Hélida sempre se interessou pelo tema da alimentação escolar, tendo atuado como agente do Programa Nacional de Alimentação Escolar (PNAE) no Centro Colaborador em Alimentação e Nutrição Escolar (Cecane) da Unifesp, localizado no Campus Baixada Santista. Com a promulgação da Lei n.º 11.947/09, decidiu focar seu trabalho de mestrado nesse assunto. Sob a orientação de Veridiana Vera de Rosso e a coorientação de Elke Stedefeldt, docentes que estão respectivamente vinculadas ao Departamento de Biociências e ao Departamento de Gestão e Cuidados em Saúde, desenvolveu a dissertação denominada Da Agricultura Familiar à Alimentação Escolar: Avaliação da Qualidade dos Cardápios e do Potencial Bioativo de Frutas, Verduras e Legumes, que analisa os benefícios da produção familiar na composição do cardápio de escolas públicas de ensino básico.

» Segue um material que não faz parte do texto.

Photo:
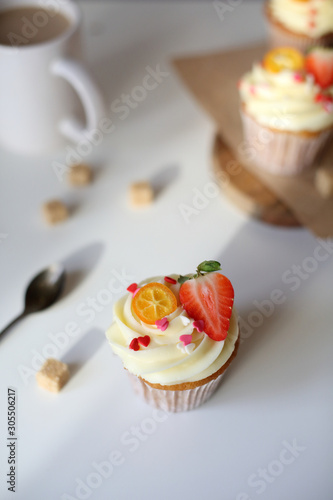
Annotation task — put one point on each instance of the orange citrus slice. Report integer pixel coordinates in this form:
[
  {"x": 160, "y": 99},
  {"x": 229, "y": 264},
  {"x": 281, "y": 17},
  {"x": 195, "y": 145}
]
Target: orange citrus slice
[
  {"x": 283, "y": 58},
  {"x": 153, "y": 302}
]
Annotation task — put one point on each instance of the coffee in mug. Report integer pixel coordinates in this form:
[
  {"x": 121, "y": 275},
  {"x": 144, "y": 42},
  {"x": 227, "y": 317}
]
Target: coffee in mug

Para a realização desse projeto, Hélida escolheu os Estados do Rio de Janeiro e de São Paulo, pois ambos constituem a área de abrangência do Cecane - Unifesp. Segundo o coordenador de gestão dessa unidade, professor Daniel Henrique Bandoni, também pertencente ao Instituto Saúde e Sociedade, o intuito dos Cecanes – que resultam de parceria entre instituições federais de ensino superior e o Fundo Nacional de Desenvolvimento da Educação (FNDE) – é “assessorar municípios, acompanhar a implementação das compras da agricultura familiar, realizar oficinas e seminários com todos os atores envolvidos na alimentação escolar (merendeiras, nutricionistas e gestores municipais) e melhorar as boas práticas de manipulação dos alimentos, entre outras atividades”.

Baixa adesão

A primeira parte do projeto previa a obtenção de dados referentes à compra de alimentos da agricultura familiar pelos municípios selecionados e, para tanto, a autora enviou questionários com perguntas que incluíam a forma de aquisição, a composição dos cardápios e a qualidade higiênico-sanitária dos produtos. Outra questão objetivava quantificar os municípios que adquiriam no mínimo 30% dos itens por meio da produção familiar. Para surpresa das pesquisadoras, esse número estava abaixo do esperado, contrapondo-se à hipótese inicial de que a lei era seguida à risca pela grande maioria das administrações municipais.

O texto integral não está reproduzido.